Es klang wie ein Gnadengesuch. „Die Mütter der russischen Athleten rufen Sie zur Gerechtigkeit auf. Verbieten Sie unseren Kindern nicht die Teilnahme an der Olympiade in Rio.“Die Familie des russischen Spitzenschwimmers Wladimir Morosow wandte sich in einem offenen Brief an das Internationale Olympische Komitee (IOC). „Ein paar Tage vor dem Beginn der Spiele verschließt jemand die Tür vor Ihrem Kind, raubt ihm den Traum seines Lebens“, heißt es weiter.
In Moskau herrschte vor der Sitzung des IOC-Exekutivkomitees eine Stimmung wie vor einer Hinrichtung. Anfang vergangener Woche veröffentlichte die Welt-Anti-Doping-Agentur WADA einen neuen Bericht über massives, staatlich organisiertes Doping in Russland. Am Donnerstag lehnte der Internationale Sportgerichtshof in Lausanne eine Sammelklage der disqualifizierten russischen Leichtathleten gegen ihren Ausschluss ab. Am Sonntag nahm das IOC-Exekutivkomitee, wie berichtet, von einem Olympia-Bann Russlands für Rio Abstand. Aufatmen war angesagt. Stefan Scholl berichtet für die SN aus Moskau
Außer den Athleten bangten Trainer, Politiker und Fernsehmoderatoren.

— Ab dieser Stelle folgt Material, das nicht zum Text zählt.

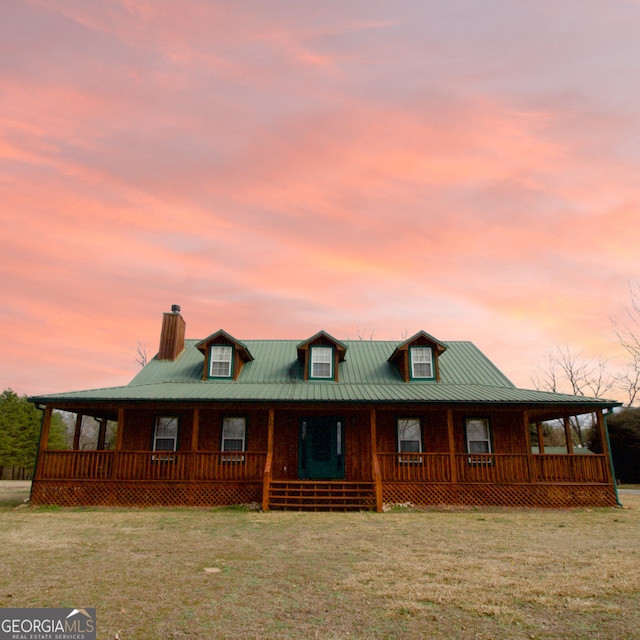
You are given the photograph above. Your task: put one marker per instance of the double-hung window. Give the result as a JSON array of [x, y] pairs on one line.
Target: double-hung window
[[165, 436], [220, 363], [478, 432], [409, 439], [234, 437], [321, 363], [422, 363]]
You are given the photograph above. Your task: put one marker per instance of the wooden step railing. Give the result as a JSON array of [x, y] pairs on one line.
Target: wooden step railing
[[317, 495]]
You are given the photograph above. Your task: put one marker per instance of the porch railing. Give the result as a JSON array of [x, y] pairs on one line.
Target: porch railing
[[394, 466], [492, 468], [415, 467], [153, 465], [566, 468]]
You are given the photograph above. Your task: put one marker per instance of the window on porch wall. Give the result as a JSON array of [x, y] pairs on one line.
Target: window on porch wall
[[234, 435], [478, 436], [409, 438], [165, 435]]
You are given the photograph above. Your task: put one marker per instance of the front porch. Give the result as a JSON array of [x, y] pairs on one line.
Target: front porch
[[143, 478], [372, 469]]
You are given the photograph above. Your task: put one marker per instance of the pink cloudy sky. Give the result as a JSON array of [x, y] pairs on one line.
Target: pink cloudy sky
[[467, 168]]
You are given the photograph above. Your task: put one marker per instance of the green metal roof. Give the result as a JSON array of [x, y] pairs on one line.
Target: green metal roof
[[275, 374]]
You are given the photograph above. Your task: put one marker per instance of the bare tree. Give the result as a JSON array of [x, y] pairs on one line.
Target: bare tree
[[140, 355], [567, 371], [628, 335]]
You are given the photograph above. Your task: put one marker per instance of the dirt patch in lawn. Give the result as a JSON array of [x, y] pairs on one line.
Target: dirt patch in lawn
[[14, 492]]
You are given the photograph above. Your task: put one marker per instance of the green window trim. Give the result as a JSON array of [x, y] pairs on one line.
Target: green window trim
[[421, 363], [221, 358], [321, 363], [478, 439], [165, 434], [409, 439], [233, 438]]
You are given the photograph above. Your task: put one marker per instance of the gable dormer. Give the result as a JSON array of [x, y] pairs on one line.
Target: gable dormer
[[417, 358], [224, 356], [320, 356]]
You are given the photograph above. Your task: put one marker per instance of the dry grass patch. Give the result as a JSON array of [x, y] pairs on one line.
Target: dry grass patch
[[14, 492], [472, 574]]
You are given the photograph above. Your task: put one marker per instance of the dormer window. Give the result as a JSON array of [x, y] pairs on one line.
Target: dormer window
[[320, 357], [220, 362], [224, 356], [321, 363], [421, 363], [418, 358]]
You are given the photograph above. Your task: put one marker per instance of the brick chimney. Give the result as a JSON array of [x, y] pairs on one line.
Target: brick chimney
[[172, 335]]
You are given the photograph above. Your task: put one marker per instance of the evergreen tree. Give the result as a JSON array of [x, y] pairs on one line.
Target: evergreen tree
[[20, 423], [624, 436]]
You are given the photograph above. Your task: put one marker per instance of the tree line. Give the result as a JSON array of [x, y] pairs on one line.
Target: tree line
[[564, 370], [20, 423]]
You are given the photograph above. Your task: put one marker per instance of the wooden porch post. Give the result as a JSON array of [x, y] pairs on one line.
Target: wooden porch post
[[195, 437], [266, 483], [540, 437], [567, 434], [77, 432], [102, 432], [452, 447], [117, 447], [44, 441], [375, 463], [527, 435], [604, 444], [117, 443]]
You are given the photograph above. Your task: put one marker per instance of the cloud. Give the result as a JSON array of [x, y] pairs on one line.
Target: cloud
[[312, 166]]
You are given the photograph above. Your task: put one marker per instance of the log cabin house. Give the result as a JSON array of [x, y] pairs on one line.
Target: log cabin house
[[321, 424]]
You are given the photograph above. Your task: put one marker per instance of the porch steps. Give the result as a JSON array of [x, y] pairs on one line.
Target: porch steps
[[317, 495]]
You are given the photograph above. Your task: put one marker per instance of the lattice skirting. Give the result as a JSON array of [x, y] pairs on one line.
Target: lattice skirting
[[546, 496], [78, 493], [75, 493]]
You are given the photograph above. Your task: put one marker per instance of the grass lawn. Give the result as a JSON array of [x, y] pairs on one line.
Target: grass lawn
[[230, 573]]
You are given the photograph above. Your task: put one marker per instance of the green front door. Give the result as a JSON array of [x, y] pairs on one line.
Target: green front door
[[321, 448]]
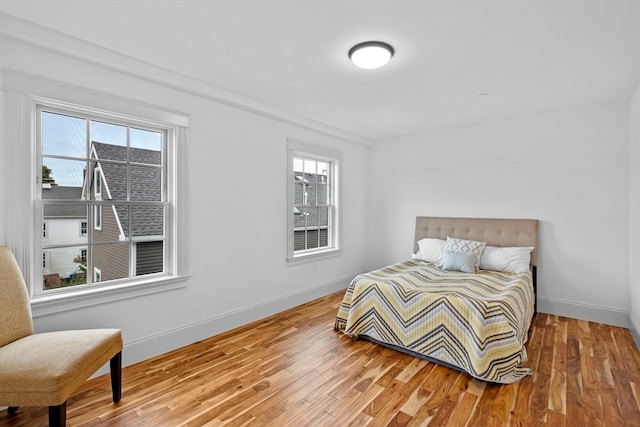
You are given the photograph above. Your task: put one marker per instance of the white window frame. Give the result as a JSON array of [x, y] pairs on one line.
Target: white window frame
[[97, 217], [97, 275], [20, 98], [334, 158]]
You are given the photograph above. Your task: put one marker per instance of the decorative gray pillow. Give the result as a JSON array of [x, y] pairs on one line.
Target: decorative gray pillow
[[466, 246], [459, 261]]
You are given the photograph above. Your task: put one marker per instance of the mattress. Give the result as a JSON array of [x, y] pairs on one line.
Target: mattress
[[477, 323]]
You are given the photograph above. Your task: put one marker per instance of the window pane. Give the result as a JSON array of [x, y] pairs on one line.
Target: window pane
[[311, 215], [148, 141], [148, 220], [64, 223], [149, 257], [102, 151], [146, 183], [112, 260], [313, 239], [63, 267], [113, 223], [322, 193], [323, 171], [69, 173], [309, 166], [112, 181], [299, 240], [324, 237], [323, 216], [298, 192], [57, 192], [63, 135], [108, 133]]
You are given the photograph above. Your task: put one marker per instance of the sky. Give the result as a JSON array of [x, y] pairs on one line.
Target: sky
[[64, 143]]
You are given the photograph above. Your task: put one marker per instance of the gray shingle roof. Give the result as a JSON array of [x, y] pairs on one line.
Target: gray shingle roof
[[145, 185], [57, 192]]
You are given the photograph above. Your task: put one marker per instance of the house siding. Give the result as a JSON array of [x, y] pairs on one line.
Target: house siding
[[112, 259]]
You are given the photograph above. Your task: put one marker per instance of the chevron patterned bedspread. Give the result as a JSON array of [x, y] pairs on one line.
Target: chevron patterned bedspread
[[476, 322]]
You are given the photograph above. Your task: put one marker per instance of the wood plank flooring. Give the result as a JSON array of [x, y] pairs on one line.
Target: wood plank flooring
[[293, 369]]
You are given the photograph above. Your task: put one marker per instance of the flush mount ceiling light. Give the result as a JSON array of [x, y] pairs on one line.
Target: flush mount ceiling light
[[371, 55]]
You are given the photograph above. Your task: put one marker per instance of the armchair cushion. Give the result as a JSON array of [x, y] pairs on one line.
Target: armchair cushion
[[15, 309], [45, 369]]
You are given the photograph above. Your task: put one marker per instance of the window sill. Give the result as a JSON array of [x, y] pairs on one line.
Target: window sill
[[314, 256], [43, 305]]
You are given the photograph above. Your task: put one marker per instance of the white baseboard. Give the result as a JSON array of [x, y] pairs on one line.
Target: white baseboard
[[635, 330], [593, 313], [144, 348]]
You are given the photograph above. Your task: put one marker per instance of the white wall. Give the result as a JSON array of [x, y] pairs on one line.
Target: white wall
[[634, 253], [568, 169], [236, 212]]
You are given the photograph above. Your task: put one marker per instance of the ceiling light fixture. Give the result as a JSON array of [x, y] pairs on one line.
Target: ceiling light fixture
[[371, 55]]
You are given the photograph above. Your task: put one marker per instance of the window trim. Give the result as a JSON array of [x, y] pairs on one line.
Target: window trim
[[334, 158], [20, 95]]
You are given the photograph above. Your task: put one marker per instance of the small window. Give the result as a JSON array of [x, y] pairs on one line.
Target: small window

Denn Sport bedeutet in Russland mehr als nur Wettkampf und Spaß. Sport ist Teil der neuen staatlichen Nationalidee vom „Siegervolk“, wie Präsident Wladimir Putin seine Russen nennt. Der Präsident, der sich im Alter von 63 Jahren als Judokämpfer und Eishockey-Torjäger abbilden lässt, feierte den – inzwischen von Doping umwitterten – Gesamtsieg der russischen Olympiamannschaft bei den Heimspielen im Winter 2014 in Sotschi mit denselben Worten wie später den Wiederanschluss der Krim: „Wir haben es verdient.“
Bei der Universiade in Kasan 2013 schickte Russland im Gegensatz zur Konkurrenz statt Studenten Top- athleten an den Start und triumphierte mit 155 Goldmedaillen vor China mit 24. Bei der Moskauer Leichtathletik-WM im selben Jahr gewann man ebenfalls im Medaillenspiegel – auch dieser Sieg steht im begründeten Dopingverdacht.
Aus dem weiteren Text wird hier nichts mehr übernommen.